Most people we interviewed spoke highly of the medical staff in ICU and the care their relative had received. They felt that doctors and nurses had done all they could to help their loved one and that information had been explained clearly. Nurses had often helped clarify or explain what doctors had told the family earlier, and told them more about ICU equipment or the nursing care itself. ICU nurses had sometimes encouraged donor families to become involved in the patient’s care, and this had felt meaningful at a time when relatives had often felt helpless.
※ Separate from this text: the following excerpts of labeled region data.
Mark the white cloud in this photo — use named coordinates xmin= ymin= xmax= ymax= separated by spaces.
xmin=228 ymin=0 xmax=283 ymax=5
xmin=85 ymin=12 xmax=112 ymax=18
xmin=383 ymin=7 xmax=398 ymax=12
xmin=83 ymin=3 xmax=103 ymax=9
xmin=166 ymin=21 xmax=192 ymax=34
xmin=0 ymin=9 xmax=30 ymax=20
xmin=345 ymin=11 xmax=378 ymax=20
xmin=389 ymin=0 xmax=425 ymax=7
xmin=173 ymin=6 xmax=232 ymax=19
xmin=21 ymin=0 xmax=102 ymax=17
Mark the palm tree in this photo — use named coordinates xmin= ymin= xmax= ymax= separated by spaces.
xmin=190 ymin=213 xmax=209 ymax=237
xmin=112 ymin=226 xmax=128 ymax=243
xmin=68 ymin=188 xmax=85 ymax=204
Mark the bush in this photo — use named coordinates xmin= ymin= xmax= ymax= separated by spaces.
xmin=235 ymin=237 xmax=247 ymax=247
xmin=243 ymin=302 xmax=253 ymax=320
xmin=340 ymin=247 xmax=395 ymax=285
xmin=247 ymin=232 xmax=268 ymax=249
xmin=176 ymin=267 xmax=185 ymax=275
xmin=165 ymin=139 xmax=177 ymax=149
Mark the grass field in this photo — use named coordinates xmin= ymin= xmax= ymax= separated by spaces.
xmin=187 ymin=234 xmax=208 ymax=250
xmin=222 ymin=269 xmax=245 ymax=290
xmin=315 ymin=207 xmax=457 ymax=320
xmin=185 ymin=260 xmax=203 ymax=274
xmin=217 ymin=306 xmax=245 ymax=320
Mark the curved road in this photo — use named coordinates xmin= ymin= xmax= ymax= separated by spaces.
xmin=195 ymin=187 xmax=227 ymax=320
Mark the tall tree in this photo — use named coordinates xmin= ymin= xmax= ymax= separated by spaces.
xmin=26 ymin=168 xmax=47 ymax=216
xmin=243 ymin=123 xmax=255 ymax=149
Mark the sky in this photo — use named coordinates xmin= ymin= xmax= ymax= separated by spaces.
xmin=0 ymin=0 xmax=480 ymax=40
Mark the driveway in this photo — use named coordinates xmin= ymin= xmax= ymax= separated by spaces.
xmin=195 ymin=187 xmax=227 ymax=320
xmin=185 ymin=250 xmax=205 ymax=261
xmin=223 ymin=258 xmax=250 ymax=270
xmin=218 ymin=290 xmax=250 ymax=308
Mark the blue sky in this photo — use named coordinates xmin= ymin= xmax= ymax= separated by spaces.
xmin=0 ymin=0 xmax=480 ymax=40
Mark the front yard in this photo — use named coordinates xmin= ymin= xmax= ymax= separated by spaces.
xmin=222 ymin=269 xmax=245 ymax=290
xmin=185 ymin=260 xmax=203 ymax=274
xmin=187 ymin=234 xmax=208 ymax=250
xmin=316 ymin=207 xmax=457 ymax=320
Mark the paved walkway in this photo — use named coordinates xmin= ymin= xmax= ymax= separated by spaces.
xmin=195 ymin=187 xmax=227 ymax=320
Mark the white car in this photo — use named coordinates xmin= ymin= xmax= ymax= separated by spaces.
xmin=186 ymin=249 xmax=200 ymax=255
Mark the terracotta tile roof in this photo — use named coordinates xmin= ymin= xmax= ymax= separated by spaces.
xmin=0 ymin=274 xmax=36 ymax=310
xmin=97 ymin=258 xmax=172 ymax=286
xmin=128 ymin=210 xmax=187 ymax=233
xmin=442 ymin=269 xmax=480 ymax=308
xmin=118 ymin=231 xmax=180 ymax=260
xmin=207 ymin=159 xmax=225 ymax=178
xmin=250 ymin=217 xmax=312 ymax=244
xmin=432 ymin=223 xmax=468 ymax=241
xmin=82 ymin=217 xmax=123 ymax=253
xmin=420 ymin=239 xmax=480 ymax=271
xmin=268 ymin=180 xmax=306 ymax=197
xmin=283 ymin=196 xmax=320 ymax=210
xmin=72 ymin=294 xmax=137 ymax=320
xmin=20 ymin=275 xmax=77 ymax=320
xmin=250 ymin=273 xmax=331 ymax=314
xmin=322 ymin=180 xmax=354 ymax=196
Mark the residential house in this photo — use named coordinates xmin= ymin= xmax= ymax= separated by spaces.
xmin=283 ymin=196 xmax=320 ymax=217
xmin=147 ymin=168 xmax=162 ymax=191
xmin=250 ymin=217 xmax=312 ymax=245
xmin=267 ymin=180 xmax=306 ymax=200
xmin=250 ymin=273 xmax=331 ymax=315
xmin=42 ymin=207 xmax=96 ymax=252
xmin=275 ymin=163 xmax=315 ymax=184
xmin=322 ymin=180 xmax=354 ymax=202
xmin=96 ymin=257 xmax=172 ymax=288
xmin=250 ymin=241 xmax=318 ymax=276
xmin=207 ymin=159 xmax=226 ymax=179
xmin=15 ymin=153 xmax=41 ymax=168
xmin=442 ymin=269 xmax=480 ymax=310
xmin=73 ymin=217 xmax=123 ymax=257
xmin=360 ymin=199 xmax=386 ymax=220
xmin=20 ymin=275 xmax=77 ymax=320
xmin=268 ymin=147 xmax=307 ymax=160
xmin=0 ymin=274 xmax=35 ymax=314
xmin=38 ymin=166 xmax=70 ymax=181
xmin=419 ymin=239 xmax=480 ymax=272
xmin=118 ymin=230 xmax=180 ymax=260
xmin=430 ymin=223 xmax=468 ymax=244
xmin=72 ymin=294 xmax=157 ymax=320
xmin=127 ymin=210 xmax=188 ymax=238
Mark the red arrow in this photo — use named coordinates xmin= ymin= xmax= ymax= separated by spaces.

It was important that the patient was treated with dignity and respect and many families praised this aspect of care when their relative was in intensive care and during and after organ donation surgery. Linda said all the doctors and nurses she spoke to when her husband, John, was in intensive care, made eye contact with her and updated her about his condition as honestly as they could.
Some people, though, were disappointed with certain aspects of their relative’s care. Eunice said that, when her daughter Kirstie was in the ICU, she and her family were asked to have meetings with the doctor. They were aware these would be difficult and suspected the doctor would be giving them bad news. However, they were left waiting for the doctor in a room on their own for quite some time and this had been extremely unsettling.
A few people felt that the news given to them by doctors could have been communicated more sensitively. Liz felt that the doctor who told her that her husband, Rick, was unlikely to survive, was ‘quick and quite abrupt’. The nurses, however, were caring and explained everything in more detail.
A few people felt strongly that doctors should ask all suitable families about the possibility of consenting to organ donation. Several also felt that doctors should tell donor families that their relative will still be breathing and warm to the touch when they say goodbye to them before organ donation surgery. They should explain that the ventilator is keeping the body supplied with oxygen so that the heart can carry on beating and circulating blood (see
‘Saying goodbye before organ donation surgery‘).
Catherine and Tom felt that, although the ICU nurses looking after Catherine’s son, John, had been very professional, they were not very comforting. They also felt that nurses should tell relatives when they had completed a procedure so that the family could go back to their loved one’s bedside afterwards. Lesley felt that her son’s care had been good but was upset that nurses had not noticed that his bed was wet.